The Linn Group


Tuesday Morning Corn Comment

James Riley - 03/18/08 7:28am


The corn market closed limit down in almost all months on Monday as we continue to see mass liquidation in all commodities, especially the grain markets. Traders said we are seeing general sell off in commodities as well as speculative selling in the grain markets. Speculators and funds looked to reduce risk in these uncertain markets by reducing risk and cutting positions to more manageable levels. After the Bear Stearns deal, traders seemed to worry about firms with rumors circulating that one of the biggest commodity clearing firms was in trouble as its stock dropped almost 65% yesterday. Some big players in the financial industry are having to liquidate commodity positions to help pay for their exposure to the credit markets. Traders also pointed to outside markets as helping to push corn lower, especially crude oil selling off over $6.00 at one point and closing $4.50 lower. Really traders are pointing to money management instead of fundamentals as the reason for the sell off. Volume and fund selling was limited because of the limit down move with fund selling only 7,000 contracts. Options were where all the volume was taking place and corn closed down synthetically another 10 cents.

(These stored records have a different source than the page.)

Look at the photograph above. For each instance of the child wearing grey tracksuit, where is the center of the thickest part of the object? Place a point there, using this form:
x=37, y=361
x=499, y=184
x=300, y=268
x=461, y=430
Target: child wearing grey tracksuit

The corn market sold off overnight as expected as synthetically the corn market was another 10 cents lower after Monday’s limit down close. The May and July contracts closed about 4 cents lower and the December contract closed 5 ½ lower. The fundamentals haven’t changed in the commodity markets, but right now, we are in a money management situation where funds are having to raise cash and save equity by liquidating commodity positions. Remember, commodity positions can be liquidated and you can have access to those funds for the next day. The corn market is being supported compared to the soy complex because of the strong demand and the weaker US$. Exports remains strong and weekly import inspections were stronger than expected yesterday. The corn market is caught in the down draft of the commodity selling and there isn’t any bullish fundamental news that can stop this drop. Until the fund and speculation liquidation is over, the corn market will continue to follow the other markets lower. The USDA report released on March 31st is expected to show a big drop in corn acres planted this spring here in the US and we are continuing to hear stories to support this drop in acres and increase in bean acres. Maybe too much of a switch and we take care of the soybean shortage in 1 year, just like we did with corn last year. Corn should open in-line with the overnight closes and then look for support. There should be some underlying support in corn today.

Globex Overnight

Contract Last Net Change High Low

ZCK8 535^0 -4^2 539^0 528^0 ZCN8 547^2 -4^0 551^2 540^4 ZCU8 549^6 -3^4 550^4 542^2 ZCZ8 549^4 -5^4 553^6 541^4 ZCH9 552^0 -11^0 561^0 552^0

Early Opening Calls: 3-5 cents down

Top News

-- Monday's Weekly Corn Inspections: 48.821 mln bu; expected 42.5 mln bu -- 40% of Texas corn crop planted up from 39% in same week year ago. 3% has emerged down from the 7% seen same week year ago. Corn planting continued in South Central, while planting was delayed due to wet fields in the Blacklands and North East Texas. -- Oklahoma Corn seedbed preparation was at 45%, 13 points ahead of normal, and a small portion of the State’s acreage had been planted by week’s end. -- Georgia Corn plantings were 7% in latest week up from 2% pace last week, but behind the 20% pace year ago; 1% of the corn crop had emerged, but was behind the 5% pace last year. Corn was 1% vp-poor; 42% fair; 57% good-excellent. -- CME Group announced it will offer electronically traded options on futures contracts in Corn, Soybeans, Soymeal, Soyoil, Wheat, Oats, & Rough Rice side by side during day-time open outcry trading hours beginning April 14, 2008. -- Dalian Sept Corn futures were 50 Yuan lower at 1,761 on 1.57 mln contracts trading overnight. Other months were lower also. -- Globex Corn Vol: 103,905; Pit Vol.: 15,802; Open Interest change: -4,235 -- Weather: 6-10 Day Forecast: Normal to Below Temps. Normal to Below Precip. The Corn Belt will see rain, snow and thunderstorms today ending in the east Wednesday. Thursday looks dry. Friday will see light showers return. -- Outside markets: Energy Complex +2.61 $108.29; Gold & Silver: +9.3 at $1012.3 & +0.209 at $20.495; US $ is better vs. Yen & is lower vs. Euro

Cash Markets

-- CIF Corn steady up 3. Mar. +37 to +40, Apr. +35 to +41, May +40 to +44, June +35 to +40, July +40 to +42, Oct. +39 to +46, Nov. +40 to +46.

TREND:

The sell off today was wide and deep. All commodities but gold were involved. Energy market was very severe with Nat Gas moving over 10 pct in one day. Cotton, Sugar, Grains and Meats---nothing was ignored. Markets are very oversold in general tonight but suspect the selling continues. This is not your general technical selling but takes on a panic get me out type of trade.

Corn has less of a technical reason to sell off further. The bean complex below is more compelling. Look for corn to be supported on small weakness tomorrow.